Constructing an irreducible polynomial of degree $2$ over $\mathbb{F}_p$

Question

I want to construct an irreducible polynomial of degree $2$ over $\mathbb{F}_p$ where $p$ is a prime that can be written as $4k+1$. My attempt is as follow: we can assume that this polynomial is of the form ${x^2} + ax + b$ for some $a,b \in {\mathbb{F}_p}$. So for all $\lambda \in {F_p}$, $p$ doesn't divide ${\lambda ^2} + a\lambda + b$. It follows that ${\lambda ^2}$ is not equal to $a\lambda + b \bmod p$. If we can find some $a,b \in {\mathbb{F}_p}$ such that $a\lambda + b$ is a nonresidue for all $\lambda \in {F_p}$, it is ok. But I cannot.
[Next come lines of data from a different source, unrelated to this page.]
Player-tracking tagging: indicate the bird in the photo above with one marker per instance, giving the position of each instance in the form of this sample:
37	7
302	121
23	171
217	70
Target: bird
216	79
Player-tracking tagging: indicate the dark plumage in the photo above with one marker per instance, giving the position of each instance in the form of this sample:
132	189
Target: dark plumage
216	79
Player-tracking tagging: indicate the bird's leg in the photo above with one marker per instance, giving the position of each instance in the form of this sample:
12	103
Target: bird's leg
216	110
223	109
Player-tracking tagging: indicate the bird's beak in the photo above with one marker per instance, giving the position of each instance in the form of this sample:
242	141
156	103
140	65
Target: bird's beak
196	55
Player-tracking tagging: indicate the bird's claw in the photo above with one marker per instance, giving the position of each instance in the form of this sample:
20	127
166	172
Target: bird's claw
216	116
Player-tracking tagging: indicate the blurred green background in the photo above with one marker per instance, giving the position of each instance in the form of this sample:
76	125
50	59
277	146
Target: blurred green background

I wait your response.

Answer 1

$x^2-b$ is irreducible mod $p$ iff $b$ is a quadratic non-residue mod $p$.

Since half the classes mod $p$ are quadratic non-residues, there are plenty of choices for $b$.

Explicitly finding one $b$ for a given $p$ is another matter, although it is usually quite small: see A053760. In particular, the smallest quadratic non-residue mod $p$ is at most $\sqrt{p}+1$ (proof).